The case dates back to 2012 -- but the new court documents shed light on the flaring tensions at the municipal level over pension cuts, and the lengths to which unions and other opponents are going to fight them.

"This is just the beginning," Jim Righeimer, one of the targeted council members, told FoxNews.com. The FBI was involved in the case and helped create a Political Corruption Task Force, and Righeimer said they wouldn't have done that just to nab a couple of private detectives.

According to the Dec. 10 warrant documents, the incidents occurred in summer 2012 when Costa Mesa Council Members Stephen Mensinger, Gary Monahan and Righeimer were trying to cut police pension liabilities amid a bitter contract negotiation between the city and the local police union. Costa Mesa is pushing to cut police pensions to avoid following cities like Detroit and California's Stockton and San Bernardino, which went bankrupt in part because of pension costs.

Mensinger and Monahan also were seeking re-election that fall.

The court documents detailed the evidence that led Orange County prosecutors to file criminal charges against the investigators, Chris Lanzillo and Scott Impola. They were working for a now-defunct law firm that had been hired by the police union -- though investigators say the union was unaware of the rogue operations.

Investigators alleged that on Aug. 22, the two tried to lure Monahan into compromising behavior by sending a female "operative" wearing a top "exposing her cleavage" into his bar-restaurant, Skosh Monahan's.

Lanzillo and Impola were charged with one count each of false imprisonment, conspiring to file a false police report and conspiring to and unlawfully using an electronic tracking device.

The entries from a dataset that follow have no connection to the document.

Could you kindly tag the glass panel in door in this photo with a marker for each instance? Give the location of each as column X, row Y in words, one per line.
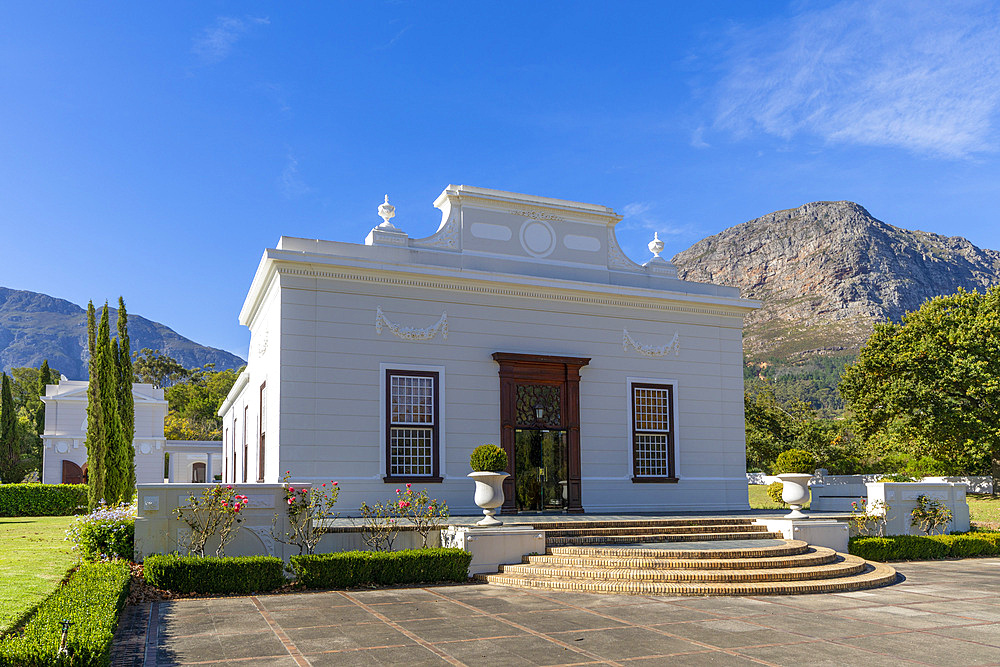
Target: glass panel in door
column 540, row 470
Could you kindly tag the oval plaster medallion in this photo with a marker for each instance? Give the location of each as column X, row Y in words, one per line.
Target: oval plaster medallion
column 538, row 238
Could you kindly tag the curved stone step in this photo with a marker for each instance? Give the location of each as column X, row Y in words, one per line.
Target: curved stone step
column 845, row 566
column 810, row 557
column 660, row 530
column 873, row 575
column 786, row 548
column 616, row 523
column 582, row 540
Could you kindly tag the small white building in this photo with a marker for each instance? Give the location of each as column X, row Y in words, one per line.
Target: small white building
column 64, row 455
column 613, row 386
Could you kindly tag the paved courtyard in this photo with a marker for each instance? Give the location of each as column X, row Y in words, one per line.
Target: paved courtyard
column 944, row 613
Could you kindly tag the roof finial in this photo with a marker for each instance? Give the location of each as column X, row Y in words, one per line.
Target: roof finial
column 656, row 245
column 386, row 211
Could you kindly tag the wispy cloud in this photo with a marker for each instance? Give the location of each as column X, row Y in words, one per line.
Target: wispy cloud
column 215, row 43
column 392, row 41
column 921, row 75
column 641, row 216
column 290, row 182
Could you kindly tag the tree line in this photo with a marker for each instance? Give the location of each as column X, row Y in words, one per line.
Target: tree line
column 921, row 398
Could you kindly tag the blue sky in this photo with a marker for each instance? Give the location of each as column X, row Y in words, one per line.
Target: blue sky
column 154, row 150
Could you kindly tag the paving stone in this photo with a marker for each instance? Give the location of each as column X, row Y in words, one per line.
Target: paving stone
column 930, row 648
column 731, row 633
column 434, row 608
column 411, row 656
column 460, row 629
column 526, row 650
column 302, row 618
column 628, row 642
column 342, row 637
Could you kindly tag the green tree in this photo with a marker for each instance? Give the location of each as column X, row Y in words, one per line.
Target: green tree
column 126, row 401
column 9, row 450
column 96, row 436
column 768, row 426
column 930, row 384
column 158, row 369
column 194, row 404
column 115, row 475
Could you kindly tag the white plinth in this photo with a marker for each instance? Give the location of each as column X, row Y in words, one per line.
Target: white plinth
column 828, row 533
column 493, row 547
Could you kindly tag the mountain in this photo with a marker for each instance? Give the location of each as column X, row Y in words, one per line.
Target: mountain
column 35, row 327
column 827, row 271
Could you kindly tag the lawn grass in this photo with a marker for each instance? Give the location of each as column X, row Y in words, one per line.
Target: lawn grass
column 759, row 500
column 984, row 510
column 35, row 558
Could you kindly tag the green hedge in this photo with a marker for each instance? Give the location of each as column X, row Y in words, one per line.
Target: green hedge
column 925, row 547
column 194, row 574
column 92, row 598
column 42, row 499
column 358, row 568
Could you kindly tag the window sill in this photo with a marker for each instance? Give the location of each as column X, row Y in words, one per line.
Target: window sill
column 412, row 480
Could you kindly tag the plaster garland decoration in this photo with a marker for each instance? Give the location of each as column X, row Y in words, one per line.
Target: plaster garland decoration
column 651, row 350
column 411, row 333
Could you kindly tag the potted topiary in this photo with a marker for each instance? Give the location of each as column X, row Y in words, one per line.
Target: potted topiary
column 488, row 465
column 794, row 468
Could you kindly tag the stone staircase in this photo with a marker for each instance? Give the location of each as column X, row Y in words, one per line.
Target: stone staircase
column 686, row 557
column 577, row 533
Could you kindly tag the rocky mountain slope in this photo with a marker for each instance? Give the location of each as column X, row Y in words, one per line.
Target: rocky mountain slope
column 35, row 326
column 827, row 271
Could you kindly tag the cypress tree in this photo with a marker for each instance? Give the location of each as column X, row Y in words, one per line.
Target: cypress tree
column 114, row 477
column 126, row 402
column 96, row 447
column 9, row 456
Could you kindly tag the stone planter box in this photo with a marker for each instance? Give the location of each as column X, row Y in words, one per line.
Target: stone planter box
column 901, row 498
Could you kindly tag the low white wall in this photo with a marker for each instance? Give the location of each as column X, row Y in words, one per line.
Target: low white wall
column 901, row 498
column 835, row 493
column 158, row 530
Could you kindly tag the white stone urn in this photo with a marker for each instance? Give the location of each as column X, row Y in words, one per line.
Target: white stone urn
column 489, row 495
column 795, row 492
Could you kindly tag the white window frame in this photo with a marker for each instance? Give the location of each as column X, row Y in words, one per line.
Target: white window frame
column 630, row 422
column 383, row 468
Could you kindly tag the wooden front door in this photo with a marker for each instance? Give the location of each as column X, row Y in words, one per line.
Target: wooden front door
column 540, row 394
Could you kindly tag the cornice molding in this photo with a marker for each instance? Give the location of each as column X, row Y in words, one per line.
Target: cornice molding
column 477, row 286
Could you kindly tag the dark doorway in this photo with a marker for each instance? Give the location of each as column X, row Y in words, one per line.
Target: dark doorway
column 541, row 470
column 540, row 431
column 72, row 473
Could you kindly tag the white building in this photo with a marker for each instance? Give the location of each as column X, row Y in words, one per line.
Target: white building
column 64, row 455
column 613, row 386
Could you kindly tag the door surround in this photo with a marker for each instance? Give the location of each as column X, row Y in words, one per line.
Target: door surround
column 535, row 369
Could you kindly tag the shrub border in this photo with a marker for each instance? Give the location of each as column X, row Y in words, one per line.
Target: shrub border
column 364, row 568
column 925, row 547
column 93, row 597
column 42, row 499
column 230, row 574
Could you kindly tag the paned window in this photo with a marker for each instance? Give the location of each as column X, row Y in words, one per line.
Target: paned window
column 411, row 425
column 652, row 433
column 263, row 430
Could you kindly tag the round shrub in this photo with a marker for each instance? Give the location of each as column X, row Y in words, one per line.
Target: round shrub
column 774, row 492
column 488, row 458
column 795, row 460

The first two charges are connected to incidents that allegedly occurred the night of Aug. 22, the same night Lanzillo and Impola purportedly tried set up Monahan with the woman.

Lanzillo reported seeing Righeimer stumble outside Skosh Monahan's, then drive home erratically, either intoxicated or disabled.

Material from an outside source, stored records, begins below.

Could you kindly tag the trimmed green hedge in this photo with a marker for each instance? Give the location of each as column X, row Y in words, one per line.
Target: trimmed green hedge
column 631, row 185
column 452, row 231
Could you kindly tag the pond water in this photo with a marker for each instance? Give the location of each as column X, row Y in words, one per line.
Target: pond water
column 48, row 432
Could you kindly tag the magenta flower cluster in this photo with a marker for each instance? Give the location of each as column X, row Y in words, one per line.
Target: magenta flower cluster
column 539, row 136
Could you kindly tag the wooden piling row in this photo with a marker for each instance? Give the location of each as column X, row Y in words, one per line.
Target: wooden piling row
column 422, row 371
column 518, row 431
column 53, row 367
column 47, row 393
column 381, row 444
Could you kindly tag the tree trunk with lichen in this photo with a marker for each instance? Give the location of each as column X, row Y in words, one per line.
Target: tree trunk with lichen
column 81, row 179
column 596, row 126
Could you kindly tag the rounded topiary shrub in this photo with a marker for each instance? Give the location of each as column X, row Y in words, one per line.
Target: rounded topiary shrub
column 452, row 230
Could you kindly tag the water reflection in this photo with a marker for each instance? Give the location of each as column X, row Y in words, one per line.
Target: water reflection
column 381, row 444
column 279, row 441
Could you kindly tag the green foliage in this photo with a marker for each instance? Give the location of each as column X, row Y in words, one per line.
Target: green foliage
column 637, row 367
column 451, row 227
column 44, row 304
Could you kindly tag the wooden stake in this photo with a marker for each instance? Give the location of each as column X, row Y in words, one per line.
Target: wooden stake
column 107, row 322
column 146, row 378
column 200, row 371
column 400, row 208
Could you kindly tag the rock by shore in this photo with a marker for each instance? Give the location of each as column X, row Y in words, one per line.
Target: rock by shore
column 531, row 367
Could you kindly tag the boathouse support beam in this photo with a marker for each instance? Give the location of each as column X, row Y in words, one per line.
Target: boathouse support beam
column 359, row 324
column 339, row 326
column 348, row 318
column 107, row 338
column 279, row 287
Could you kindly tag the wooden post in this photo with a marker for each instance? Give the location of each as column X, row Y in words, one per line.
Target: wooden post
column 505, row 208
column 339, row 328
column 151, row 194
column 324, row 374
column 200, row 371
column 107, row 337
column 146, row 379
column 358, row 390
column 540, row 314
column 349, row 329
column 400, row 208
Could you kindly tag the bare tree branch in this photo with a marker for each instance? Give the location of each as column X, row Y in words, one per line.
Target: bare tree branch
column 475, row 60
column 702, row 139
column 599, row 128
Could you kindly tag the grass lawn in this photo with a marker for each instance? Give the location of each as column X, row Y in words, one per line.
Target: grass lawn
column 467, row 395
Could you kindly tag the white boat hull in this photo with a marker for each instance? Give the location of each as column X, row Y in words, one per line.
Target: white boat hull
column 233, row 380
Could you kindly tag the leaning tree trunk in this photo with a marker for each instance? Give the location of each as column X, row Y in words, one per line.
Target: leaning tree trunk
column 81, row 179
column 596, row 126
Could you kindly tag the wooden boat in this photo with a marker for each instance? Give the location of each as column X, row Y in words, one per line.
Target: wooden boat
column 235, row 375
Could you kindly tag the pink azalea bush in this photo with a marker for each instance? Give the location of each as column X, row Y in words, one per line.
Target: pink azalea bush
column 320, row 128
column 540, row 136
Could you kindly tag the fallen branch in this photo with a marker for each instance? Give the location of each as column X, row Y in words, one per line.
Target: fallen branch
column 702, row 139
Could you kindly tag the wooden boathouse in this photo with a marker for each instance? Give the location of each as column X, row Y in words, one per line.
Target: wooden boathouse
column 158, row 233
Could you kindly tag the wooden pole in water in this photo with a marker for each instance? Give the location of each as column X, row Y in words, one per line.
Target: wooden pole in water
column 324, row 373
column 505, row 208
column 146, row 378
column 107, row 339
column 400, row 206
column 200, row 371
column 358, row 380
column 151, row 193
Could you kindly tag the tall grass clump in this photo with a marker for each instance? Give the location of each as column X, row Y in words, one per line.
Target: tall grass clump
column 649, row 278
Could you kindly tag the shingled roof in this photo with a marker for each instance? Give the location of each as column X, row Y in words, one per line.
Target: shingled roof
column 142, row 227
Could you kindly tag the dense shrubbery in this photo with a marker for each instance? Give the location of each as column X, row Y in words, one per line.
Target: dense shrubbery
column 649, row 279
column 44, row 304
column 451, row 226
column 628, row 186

Police arrived at Righeimer's house and temporarily detained him, until administering a sobriety test that showed he was not intoxicated.

According to the court documents, Righeimer's wife confronted Lanzillo outside their house as he was driving away, and told him he was "probably a union bully." Investigators later accused Lanzillo of "falsely reporting" the DUI that night.

The third charge is in connection with Lanzillo allegedly buying a GPS tracking device, under a false name, then using it with Impola to illegally tail vehicles belonging to Mensinger -- now the city's mayor -- and Monahan.

Investigators say records show the device "pinged" at or near the homes of both private investigators, Mensinger, Monahan and Righeimer, from June through August 2012.

Efforts to locate the private investigators for comment were unsuccessful. According to an article in U-T San Diego, Lanzillo initially issued a press release saying he was on assignment when he was at the bar and couldn't give details about that assignment.

With help from the FBI, prosecutors used such evidence as computer activity, search warrants, video and audio tapes and money transactions -- including bank checks and credit card accounts -- in their two-year probe that ties together the union, the investigators and the law firm Lackie, Dammeier, McGill & Ethir. Lanzillo and Impola each used American Express cards issued by the firm.

Though the union may not have been aware of the tactics used, they allegedly wanted the firm to dig up dirt on targeted politicians. The union, the Costa Mesa Police Officers Association, appeared to increase dues to pay the firm for the opposition research, according to the 31-page warrant filing.

In one email, a union official suggested telling the law firm that Righeimer and Mensinger would soon be in Las Vegas where they might engage in secret, illegal meetings with developers and that he could "totally see [Mensinger] sniffing coke of (sic) a prostitute."

In addition, the law firm, which has not been charged in the case and represented roughly 120 other police unions before shuttering last year, posted on its website a "playbook" on opposition research.

Among the suggestions were to "focus on a city manager, council person, mayor or police chief and keep the pressure up until that person assures you his loyalty and then move on to the next victim," according to the documents.